Basically, you can't know this (not for certain) without a full audit of the PC. By definition, someone who has control of your PC has control of what you see on the PC.
What you can do to be reasonably sure, is examine (root kit scan, virus scan, check for files you didn't install / create, etc.) the PC using a Linux live CD, since it bypasses what's on the computer when booting. Don't trust a windows live CD for this; the unofficial sources that windows live CDs come from, along with issues like autorun, make that unreliable.
Alternatively to a live CD, check the network traffic going in/out of the machine externally from the machine itself. In other words, look to your router, or put a hub or a network tap (not a switch) between the machine and the rest of the network, then examine the packets going back and forth, the protocols being used, the ip addresses / domains being accessed, ports being contacted, etc. Ideally, you do this with a cable that only allows traffic 1 way (i.e, has its return wires cut), so that the machine examining the traffic can't be compromised too. Wireshark is the kind of tool you want for actually examining the traffic from a PC/laptop.
If the machine you actually want to check is a virtual machine, that's much easier -- just run wireshark on the host and examine the appropriate (usually virtual) interfaces, or scan the virtual partition (perhaps after converting it to a raw file or mounting it with the linux/unix noexec flag, and no autorun-like features active) from the host.
BUT, having said all that, if it gets so far that you can't trust your machine any more, you should probably just consider it toast and start over: Reinstall the machine, then check and restore the DATA (NOT programs; make sure your backups separate the two).
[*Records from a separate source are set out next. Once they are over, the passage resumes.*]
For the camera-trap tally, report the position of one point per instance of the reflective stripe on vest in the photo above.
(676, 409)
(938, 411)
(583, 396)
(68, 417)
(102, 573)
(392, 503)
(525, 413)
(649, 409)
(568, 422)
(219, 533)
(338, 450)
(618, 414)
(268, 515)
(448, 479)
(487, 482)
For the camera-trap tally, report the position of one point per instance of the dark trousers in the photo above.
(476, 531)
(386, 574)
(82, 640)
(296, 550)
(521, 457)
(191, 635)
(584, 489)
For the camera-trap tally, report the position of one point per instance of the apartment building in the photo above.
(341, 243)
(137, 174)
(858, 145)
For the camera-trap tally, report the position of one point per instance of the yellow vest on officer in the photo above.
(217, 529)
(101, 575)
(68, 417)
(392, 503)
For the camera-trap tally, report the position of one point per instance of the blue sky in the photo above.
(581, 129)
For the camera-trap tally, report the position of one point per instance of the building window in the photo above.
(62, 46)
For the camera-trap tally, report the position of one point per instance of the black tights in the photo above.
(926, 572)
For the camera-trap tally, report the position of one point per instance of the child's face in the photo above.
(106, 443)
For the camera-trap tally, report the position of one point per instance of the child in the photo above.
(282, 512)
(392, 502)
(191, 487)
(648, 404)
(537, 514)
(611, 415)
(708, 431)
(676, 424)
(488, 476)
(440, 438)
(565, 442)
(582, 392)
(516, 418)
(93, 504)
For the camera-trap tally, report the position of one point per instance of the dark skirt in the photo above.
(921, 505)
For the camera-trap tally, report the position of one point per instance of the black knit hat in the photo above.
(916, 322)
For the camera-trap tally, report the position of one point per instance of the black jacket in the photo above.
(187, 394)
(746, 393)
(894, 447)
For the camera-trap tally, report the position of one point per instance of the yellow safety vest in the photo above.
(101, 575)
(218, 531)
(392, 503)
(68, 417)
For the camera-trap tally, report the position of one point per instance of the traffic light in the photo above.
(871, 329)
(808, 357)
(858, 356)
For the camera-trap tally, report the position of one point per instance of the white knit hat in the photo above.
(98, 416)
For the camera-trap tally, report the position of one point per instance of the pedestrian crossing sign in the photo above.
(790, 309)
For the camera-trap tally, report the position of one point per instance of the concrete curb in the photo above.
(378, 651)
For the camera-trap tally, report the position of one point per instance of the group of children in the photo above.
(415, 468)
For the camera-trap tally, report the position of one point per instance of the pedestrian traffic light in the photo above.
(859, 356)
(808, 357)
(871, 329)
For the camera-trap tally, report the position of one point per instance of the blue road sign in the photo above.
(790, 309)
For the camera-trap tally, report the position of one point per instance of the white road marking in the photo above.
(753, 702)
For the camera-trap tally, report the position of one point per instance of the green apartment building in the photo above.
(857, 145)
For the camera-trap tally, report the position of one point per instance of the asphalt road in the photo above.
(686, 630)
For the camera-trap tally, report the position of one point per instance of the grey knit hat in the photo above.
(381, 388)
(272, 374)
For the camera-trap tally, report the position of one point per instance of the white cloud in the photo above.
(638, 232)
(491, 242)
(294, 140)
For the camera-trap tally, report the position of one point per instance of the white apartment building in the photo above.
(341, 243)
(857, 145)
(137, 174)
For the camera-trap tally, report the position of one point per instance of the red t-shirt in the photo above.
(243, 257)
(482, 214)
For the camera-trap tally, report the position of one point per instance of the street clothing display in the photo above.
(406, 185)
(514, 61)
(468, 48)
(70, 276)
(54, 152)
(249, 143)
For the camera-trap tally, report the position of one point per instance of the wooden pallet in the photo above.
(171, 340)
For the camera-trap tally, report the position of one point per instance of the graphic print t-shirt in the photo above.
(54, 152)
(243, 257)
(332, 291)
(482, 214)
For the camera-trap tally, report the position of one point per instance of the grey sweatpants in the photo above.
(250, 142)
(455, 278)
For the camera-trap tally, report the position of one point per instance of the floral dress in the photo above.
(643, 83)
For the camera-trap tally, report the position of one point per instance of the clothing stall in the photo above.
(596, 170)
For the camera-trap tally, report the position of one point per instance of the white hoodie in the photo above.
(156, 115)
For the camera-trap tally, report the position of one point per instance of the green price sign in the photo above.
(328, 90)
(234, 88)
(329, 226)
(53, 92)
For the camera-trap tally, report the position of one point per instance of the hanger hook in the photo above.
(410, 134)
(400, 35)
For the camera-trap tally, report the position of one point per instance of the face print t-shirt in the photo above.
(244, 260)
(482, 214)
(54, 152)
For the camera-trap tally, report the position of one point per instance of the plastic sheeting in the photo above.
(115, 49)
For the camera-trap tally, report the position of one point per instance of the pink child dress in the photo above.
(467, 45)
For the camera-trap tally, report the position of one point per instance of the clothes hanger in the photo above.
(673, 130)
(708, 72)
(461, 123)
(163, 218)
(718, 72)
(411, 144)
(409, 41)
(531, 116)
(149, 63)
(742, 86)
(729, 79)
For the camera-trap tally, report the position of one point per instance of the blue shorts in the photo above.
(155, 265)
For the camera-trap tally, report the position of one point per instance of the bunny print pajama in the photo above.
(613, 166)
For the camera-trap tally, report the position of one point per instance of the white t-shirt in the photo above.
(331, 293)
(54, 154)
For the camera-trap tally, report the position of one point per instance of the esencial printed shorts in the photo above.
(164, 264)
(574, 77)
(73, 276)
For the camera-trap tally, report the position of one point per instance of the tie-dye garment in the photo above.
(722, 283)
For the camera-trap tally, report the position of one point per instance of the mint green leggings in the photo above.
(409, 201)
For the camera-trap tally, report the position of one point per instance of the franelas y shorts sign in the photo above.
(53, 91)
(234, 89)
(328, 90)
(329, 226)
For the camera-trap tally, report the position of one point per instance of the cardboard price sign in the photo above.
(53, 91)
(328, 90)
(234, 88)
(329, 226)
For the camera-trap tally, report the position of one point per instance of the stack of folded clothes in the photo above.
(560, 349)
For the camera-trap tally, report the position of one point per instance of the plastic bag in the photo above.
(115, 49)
Really, you want to have proper privilege separation and control over apps: non-admin rights on your normal user account, two-way (in AND out) firewall authorization to prevent rogue apps from just opening ports with UPNP, NoScript (the firefox plugin), Adblock, etc. In a business situation, a proper external firewall & filtering proxy, intrusion detection system, monitoring system, etc. should all be used to make sure you KNOW what's going in and out of your machine, without needing to audit.